Calibrate with Ambient Noise

Improve accuracy by calibrating with ambient noise:
// Record a few seconds of ambient noise
val ambientAudio = recordAmbientNoise(durationMs = 2000)

// Calibrate VAD
RunAnywhere.calibrateVAD(ambientAudio)

Example: Voice Recording with VAD

class VoiceRecorderViewModel : ViewModel() {
    private val _isListening = MutableStateFlow(false)
    val isListening: StateFlow<Boolean> = _isListening

    private val _isSpeaking = MutableStateFlow(false)
    val isSpeaking: StateFlow<Boolean> = _isSpeaking

    private val audioBuffer = mutableListOf<FloatArray>()

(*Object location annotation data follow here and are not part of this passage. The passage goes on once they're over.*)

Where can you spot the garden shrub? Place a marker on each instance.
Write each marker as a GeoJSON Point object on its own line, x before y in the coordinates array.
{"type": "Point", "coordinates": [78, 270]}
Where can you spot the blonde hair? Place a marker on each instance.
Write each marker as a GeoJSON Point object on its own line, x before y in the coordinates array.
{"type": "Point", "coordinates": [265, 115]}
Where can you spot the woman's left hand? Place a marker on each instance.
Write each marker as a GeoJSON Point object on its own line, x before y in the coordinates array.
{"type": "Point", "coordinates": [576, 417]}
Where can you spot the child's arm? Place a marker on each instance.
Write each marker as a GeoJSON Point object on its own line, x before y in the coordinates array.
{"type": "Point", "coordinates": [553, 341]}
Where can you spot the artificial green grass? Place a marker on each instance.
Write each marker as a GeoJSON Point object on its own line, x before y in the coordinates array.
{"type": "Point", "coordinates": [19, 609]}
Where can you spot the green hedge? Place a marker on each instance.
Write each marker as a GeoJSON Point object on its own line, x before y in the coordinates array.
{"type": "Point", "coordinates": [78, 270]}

    fun startListening(audioFlow: Flow<FloatArray>) {
        viewModelScope.launch {
            _isListening.value = true

            // Configure VAD
            RunAnywhere.configureVAD(VADConfiguration(
                threshold = 0.5f,
                minSpeechDurationMs = 300,
                minSilenceDurationMs = 500
            ))

            // Stream VAD
            RunAnywhere.streamVAD(audioFlow)
                .collect { result ->
                    _isSpeaking.value = result.hasSpeech

                    if (result.hasSpeech) {
                        // Buffer audio during speech
                        // (actual audio capture would be handled separately)
                    } else if (audioBuffer.isNotEmpty()) {
                        // Speech ended - process buffered audio
                        processRecordedAudio()
                    }
                }
        }
    }

    fun stopListening() {
        viewModelScope.launch {
            _isListening.value = false
            RunAnywhere.resetVAD()
        }
    }

    private suspend fun processRecordedAudio() {
        // Convert buffer to ByteArray and transcribe
        val audioData = audioBuffer.toByteArray()
        val transcription = RunAnywhere.transcribe(audioData)
        _transcription.value = transcription
        audioBuffer.clear()
    }
}

VAD Statistics

Get current VAD performance metrics:
val stats = RunAnywhere.getVADStatistics()
println("Total frames processed: ${stats.framesProcessed}")
println("Speech frames: ${stats.speechFrames}")
println("Current state: ${stats.currentState}")

Reset VAD

Clear VAD state for a fresh start:
RunAnywhere.resetVAD()

Best Practices

Calibration: Always calibrate VAD with ambient noise for best results in noisy environments.Threshold tuning:
  • Quiet environment: threshold = 0.3-0.5
  • Noisy environment: threshold = 0.6-0.8
Buffer management: Use VAD to determine when to start/stop recording, but buffer audio slightly before speech detection for complete captures.